A pochi giorni dal rientro in classe e dall'inizio del nuovo anno scolastico dopo il lungo stop a seguito del lockdown nazionale, sono già oltre 400 le scuole italiane in cui si è registrato almeno un caso di contagio da coronavirus e sono oltre settanta gli istituti chiusi temporaneamente per questo motivo. È quanto emerge da una mappa dei contagi a scuola messa a punto da un giovane ricercatore e da uno studente universitario, Vittorio Nicoletta e Lorenzo Ruffino, raccogliendo i dati da notizie di stampa e dalle ordinanze dei sindaci sia in vista della riapertura della scuola che durante i primi giorni di lezione frontale.

Oltre 480 le scuole che avrebbero avuto almeno un caso accertato di coronavirus

Nel dettaglio, secondo i dati raccolti di due studiosi, finora sono oltre 480 le scuole che avrebbero avuto almeno un caso accertato di coronavirus o tra gli studenti o tra i docenti e il personale scolastico. Sarebbero invece oltre cinquanta i focolai registrati in classe, casi cioè in cui prima dell'identificazione e dell'isolamento dei coinvolti ci sono stati due o più casi collegati tra loro. Ricalcando il dato nazionale dei contagi, in testa alla classifica per scuole colpite c'è la Lombardia seguita poi da Emilia Romagna, Toscana e Lazio. Solo in Basilicata per ora no si sono registrati casi a scuola.

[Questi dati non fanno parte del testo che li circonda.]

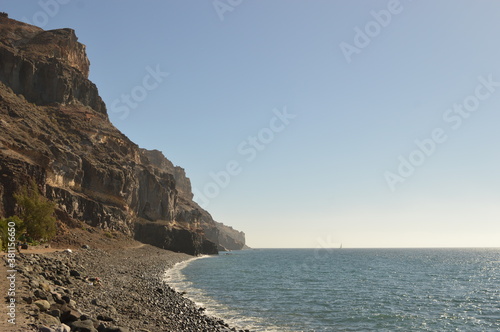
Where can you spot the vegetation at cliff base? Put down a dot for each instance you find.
(4, 230)
(37, 213)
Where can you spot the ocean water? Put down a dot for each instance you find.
(348, 289)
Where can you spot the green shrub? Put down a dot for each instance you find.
(37, 212)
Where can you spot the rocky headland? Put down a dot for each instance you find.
(54, 129)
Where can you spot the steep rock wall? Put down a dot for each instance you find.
(54, 129)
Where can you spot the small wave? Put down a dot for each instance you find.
(176, 279)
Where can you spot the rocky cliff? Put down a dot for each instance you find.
(54, 129)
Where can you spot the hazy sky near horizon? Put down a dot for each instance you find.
(309, 123)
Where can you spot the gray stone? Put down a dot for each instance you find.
(83, 326)
(48, 320)
(43, 305)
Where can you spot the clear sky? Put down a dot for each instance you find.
(309, 123)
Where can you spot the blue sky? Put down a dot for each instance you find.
(294, 140)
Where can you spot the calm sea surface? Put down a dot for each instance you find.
(348, 289)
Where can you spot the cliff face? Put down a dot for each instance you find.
(54, 129)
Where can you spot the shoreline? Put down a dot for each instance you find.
(118, 290)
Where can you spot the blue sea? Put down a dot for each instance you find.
(347, 289)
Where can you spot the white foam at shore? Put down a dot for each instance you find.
(175, 278)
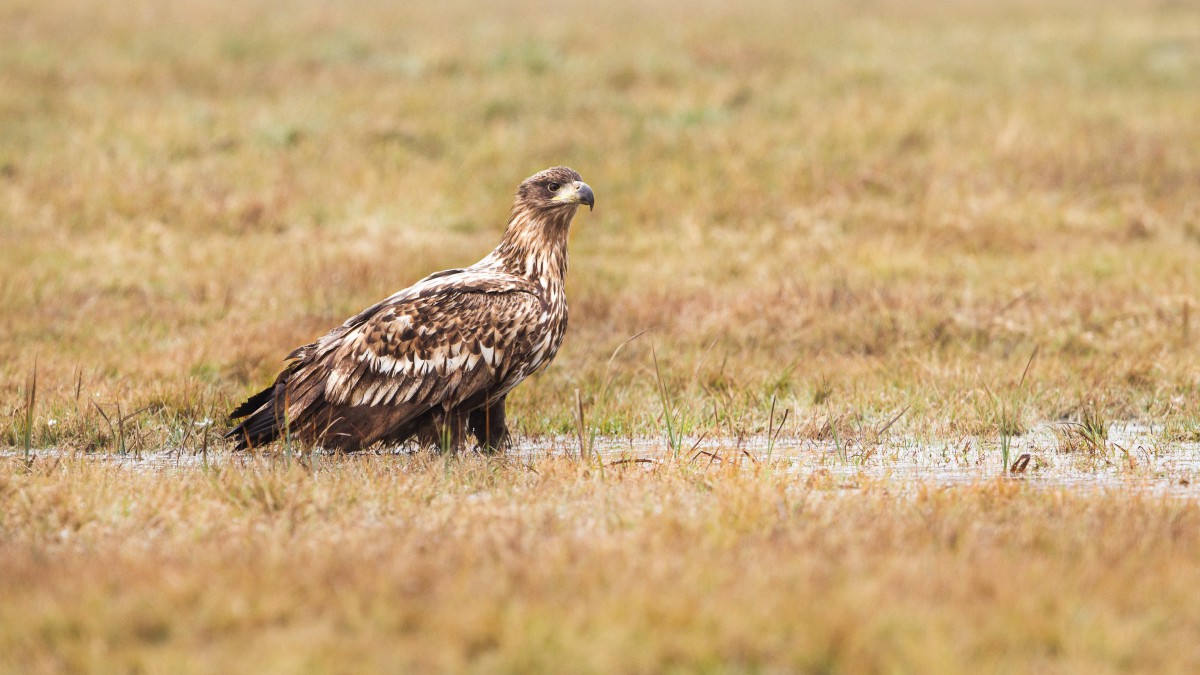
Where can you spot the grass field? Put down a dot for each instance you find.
(942, 220)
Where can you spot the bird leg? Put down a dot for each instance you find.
(443, 431)
(487, 425)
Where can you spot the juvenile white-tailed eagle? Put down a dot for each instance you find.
(437, 358)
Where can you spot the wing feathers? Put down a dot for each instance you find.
(437, 344)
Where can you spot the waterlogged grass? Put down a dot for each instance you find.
(858, 225)
(413, 562)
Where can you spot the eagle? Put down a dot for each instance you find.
(437, 359)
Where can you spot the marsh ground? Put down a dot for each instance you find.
(892, 221)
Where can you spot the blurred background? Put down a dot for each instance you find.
(841, 209)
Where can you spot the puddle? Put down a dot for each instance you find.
(1134, 457)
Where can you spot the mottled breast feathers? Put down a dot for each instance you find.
(444, 340)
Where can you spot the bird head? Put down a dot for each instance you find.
(555, 189)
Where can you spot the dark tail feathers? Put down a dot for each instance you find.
(261, 425)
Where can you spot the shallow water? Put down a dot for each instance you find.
(1134, 457)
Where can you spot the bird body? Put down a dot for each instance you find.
(439, 357)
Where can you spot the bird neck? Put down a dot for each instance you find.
(534, 246)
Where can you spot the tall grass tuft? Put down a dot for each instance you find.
(30, 404)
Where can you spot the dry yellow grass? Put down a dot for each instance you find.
(851, 208)
(900, 203)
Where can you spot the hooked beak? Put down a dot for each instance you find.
(577, 192)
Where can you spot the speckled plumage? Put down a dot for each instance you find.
(441, 356)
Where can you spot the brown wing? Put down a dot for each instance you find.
(437, 347)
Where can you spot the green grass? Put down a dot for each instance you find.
(850, 222)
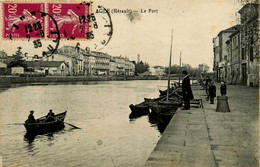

I due terzi dei contagiati a scuola sono studenti

Alcuni casi di contagio sono stati riscontrati prima della riapertura del 14 settembre durante la fase di controllo dei docenti e del personale scolastico attraverso i test ma la maggior parte dei positivi è stata individuata dopo i primi giorni in classe e cioè nei dieci giorni che vanno dal 14 settembre al 24 settembre. Un dato che va di pari passo con quello dei soggetti coinvolti che infatti per i due terzi è rappresentato da studenti. Solo il 13% dei contagi riguarda docenti e il resto è l’altro personale. Le scuole più coinvolte sono gli istituti superiori seguiti però a ruota dalle scuole primarie, poi le scuole dell'infanzia e quelle medie. Solo in un settantina di casi però è stato necessario chiudere l'intero edificio per provvedere alla sanificazione.

Tampone e certificato medico per il rientro in classe

Proprio per aumentare la sicurezza dei alunni e insegnanti ed evitare possibili focolai oggi il Ministro della salute ha emesso una nuova circolare che impone tampone e certificato medico per il rientro in classe dopo assenza con sintomi da Covid. In caso di sospetti i medici o i pediatri devono chiedere subito il tampone, tanto che la circolare sottolinea che gli operatori scolastici e gli alunni hanno la priorità nell’esecuzione dei test.